Omega-6 fatty acid supplements are often found through different forms of supplements, for instance, evening primrose oil (EPO).
These particular items can each have different side effects, and based upon which one is being considered for usage, that one should have its side effects considered.
In general, the dosage level should be stuck with. For instance, the overall gamma-linoleic acid intake should not go beyond 3000 mg in any given day.
Past that point, inflammation may be caused or further increased, as arachidonic acid production is raised. Lab studies have found that omega-6 fatty acids are able to promote prostate tumor cell growth, therefore, GLA and other omega-6 acids should not be used when there is a risk for prostate cancer (or symptoms of it).

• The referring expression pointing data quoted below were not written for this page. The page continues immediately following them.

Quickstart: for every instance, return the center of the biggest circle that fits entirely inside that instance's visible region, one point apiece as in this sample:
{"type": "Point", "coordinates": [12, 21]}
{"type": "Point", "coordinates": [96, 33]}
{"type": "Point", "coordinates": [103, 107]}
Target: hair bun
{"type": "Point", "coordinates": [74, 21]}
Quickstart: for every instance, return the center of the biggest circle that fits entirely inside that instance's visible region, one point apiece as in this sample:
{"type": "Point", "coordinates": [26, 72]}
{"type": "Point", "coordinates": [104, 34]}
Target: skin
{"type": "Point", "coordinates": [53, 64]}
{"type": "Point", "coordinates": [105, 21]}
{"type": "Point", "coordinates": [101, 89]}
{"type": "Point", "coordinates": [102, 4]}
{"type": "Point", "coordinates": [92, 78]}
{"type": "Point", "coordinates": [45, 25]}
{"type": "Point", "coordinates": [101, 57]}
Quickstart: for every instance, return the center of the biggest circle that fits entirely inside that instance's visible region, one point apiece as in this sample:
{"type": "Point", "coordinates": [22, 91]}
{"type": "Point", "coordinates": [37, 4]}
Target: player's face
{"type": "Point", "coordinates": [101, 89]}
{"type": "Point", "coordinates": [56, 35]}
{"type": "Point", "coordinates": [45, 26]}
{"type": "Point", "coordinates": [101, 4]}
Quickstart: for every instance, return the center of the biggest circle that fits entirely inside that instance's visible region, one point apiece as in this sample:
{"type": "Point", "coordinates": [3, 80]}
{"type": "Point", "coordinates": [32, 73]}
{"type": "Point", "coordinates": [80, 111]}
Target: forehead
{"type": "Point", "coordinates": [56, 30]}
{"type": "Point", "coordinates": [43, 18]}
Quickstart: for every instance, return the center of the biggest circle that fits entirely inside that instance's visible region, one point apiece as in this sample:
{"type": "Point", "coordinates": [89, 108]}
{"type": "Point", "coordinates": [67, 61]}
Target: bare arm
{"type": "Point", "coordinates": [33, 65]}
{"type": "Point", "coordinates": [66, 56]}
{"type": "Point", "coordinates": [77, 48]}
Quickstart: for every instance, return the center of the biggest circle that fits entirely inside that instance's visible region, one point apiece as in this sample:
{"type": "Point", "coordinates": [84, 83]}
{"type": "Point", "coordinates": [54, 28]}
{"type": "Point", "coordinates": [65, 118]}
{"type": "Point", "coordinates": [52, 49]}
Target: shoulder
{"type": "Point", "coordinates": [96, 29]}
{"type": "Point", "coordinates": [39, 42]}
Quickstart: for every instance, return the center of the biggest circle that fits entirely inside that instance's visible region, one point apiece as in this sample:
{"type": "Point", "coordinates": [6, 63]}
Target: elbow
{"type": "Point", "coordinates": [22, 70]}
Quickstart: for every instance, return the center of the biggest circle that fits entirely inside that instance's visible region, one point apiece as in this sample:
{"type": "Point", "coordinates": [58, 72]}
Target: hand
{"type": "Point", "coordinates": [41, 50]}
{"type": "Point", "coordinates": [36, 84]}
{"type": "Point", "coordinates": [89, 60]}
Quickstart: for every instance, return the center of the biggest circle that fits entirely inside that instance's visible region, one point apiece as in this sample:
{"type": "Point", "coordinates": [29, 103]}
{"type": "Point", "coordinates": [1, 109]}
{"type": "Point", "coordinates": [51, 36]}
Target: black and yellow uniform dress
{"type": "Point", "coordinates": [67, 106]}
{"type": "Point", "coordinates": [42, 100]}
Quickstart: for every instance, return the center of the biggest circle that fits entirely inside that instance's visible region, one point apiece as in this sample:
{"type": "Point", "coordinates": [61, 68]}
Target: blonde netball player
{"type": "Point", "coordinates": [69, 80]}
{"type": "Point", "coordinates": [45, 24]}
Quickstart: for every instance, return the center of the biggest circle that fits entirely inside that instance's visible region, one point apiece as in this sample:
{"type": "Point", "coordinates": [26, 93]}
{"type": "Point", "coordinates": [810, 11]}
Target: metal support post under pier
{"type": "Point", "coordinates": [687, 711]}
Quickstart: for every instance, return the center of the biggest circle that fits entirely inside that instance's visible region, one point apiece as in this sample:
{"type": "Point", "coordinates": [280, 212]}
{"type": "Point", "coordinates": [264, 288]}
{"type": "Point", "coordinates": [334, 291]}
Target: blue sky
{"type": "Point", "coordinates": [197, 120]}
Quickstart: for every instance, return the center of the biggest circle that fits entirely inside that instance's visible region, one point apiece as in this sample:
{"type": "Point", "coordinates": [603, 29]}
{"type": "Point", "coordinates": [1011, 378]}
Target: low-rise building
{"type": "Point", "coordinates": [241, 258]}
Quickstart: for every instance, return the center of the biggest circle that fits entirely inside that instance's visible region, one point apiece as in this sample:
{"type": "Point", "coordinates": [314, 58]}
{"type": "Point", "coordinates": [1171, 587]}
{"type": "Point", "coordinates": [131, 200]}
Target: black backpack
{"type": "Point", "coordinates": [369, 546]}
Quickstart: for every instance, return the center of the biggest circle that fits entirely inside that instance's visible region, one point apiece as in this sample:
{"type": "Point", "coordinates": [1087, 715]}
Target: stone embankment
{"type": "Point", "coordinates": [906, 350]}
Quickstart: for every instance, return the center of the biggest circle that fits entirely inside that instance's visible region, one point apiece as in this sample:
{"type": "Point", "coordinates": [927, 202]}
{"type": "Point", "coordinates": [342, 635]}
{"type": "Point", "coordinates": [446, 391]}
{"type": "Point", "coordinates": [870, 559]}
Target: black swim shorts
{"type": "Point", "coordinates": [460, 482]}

When certain other supplements, medications, or herbal medicines are being used, there is the potential for interaction between them and omega-6 supplements. Before taking these supplements, tell your doctor about any other items you may be taking, and also do so if you are taking omega-6 prior to starting a new medicine, supplement, or herb.
Some of the possible interactions, not a complete list, include: blood thinning medications, cancer chemotherapy, phenothiazines, and others.
Before you begin to take omega-6, tell your doctor about any existing medical conditions you may have. For instance, as mentioned in the side effects section, prostate cancer risk is a contraindication for taking this supplement.
One other such one is individuals with a seizure disorder. There could be many other contraindications, so get professional advice on this matter.